California Rice Casserole image

This one has been a hit everywhere I take it! It couldn't be any easier to make, AND you can prepare it ahead of time, AND it gets rave reviews - all of which makes you a rock star!

Provided by luvn-n-the-oven

Categories     Rice

Time 55m

Yield 12-15 serving(s)

Number Of Ingredients 10

2 cups sour cream
1 cup diced onion
1 -2 garlic clove, minced
4 tablespoons butter
4 cups cooked rice
1 cup cottage cheese
2 (4 ounce) cans green chilies
4 cups shredded cheddar cheese
3/4 teaspoon salt
1/4 teaspoon pepper

Steps:

  • Preheat oven to 350 degrees.
  • Grease bottom of 9" x 13" casserole dish with butter or cooking spray.
  • Melt butter in skillet over medium heat. Saute onions in butter until very soft, stirring constantly.
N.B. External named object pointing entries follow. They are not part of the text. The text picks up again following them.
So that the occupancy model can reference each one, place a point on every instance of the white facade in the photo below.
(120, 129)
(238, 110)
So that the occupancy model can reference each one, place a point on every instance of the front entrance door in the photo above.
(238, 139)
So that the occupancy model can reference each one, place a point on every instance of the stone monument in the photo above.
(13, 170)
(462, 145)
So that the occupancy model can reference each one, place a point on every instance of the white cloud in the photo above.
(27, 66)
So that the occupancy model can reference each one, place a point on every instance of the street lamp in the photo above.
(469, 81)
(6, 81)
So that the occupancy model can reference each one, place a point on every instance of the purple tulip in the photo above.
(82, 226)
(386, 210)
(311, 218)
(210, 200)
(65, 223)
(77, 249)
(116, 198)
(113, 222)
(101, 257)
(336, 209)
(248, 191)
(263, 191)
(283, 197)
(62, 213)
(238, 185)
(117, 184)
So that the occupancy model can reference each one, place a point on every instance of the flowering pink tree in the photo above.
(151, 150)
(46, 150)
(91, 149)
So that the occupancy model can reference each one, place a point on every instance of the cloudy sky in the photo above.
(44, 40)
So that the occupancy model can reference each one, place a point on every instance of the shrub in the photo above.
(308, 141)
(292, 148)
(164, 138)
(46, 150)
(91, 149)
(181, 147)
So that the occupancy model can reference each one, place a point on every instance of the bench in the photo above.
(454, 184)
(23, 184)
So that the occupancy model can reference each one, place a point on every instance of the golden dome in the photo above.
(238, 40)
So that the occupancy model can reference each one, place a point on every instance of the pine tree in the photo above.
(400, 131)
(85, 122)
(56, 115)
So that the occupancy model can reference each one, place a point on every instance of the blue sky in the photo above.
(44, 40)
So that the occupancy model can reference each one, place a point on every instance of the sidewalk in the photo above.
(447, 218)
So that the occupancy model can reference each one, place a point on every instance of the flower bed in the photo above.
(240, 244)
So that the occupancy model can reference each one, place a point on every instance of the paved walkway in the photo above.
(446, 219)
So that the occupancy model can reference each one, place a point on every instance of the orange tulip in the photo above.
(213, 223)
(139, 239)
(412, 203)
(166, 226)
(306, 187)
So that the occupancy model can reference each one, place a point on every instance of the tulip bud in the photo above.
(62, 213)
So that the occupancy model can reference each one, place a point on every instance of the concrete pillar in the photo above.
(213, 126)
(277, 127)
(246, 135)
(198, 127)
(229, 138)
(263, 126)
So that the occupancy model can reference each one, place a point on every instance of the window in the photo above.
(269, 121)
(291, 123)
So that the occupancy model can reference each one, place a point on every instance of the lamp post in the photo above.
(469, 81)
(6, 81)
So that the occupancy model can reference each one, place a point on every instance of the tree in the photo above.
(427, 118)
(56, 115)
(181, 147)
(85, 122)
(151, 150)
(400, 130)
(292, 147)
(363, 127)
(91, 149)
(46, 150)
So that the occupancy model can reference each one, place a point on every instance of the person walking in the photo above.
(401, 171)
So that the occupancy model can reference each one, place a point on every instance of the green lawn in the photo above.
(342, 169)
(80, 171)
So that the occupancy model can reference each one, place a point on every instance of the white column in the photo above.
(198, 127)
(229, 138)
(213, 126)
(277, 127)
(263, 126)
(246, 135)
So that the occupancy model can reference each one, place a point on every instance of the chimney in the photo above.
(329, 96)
Add garlic during last two minutes of cooking.
  • In large bowl combine cooked rice, onion/garlic/butter mixture, sour cream, cottage cheese, chilis, salt and pepper.
  • Layer half the rice mixture in bottom of casserole dish and top with half of shredded cheese. Repeat with remainder of rice mixture; top with remainder of cheese. (If making ahead of time, cover with plastic wrap after everything is assembled and refrigerate up to a day. Remember to let your dish come to room temperature before you place it in the oven.).
  • Bake for 30 - 40 minutes or until cheese is bubbly.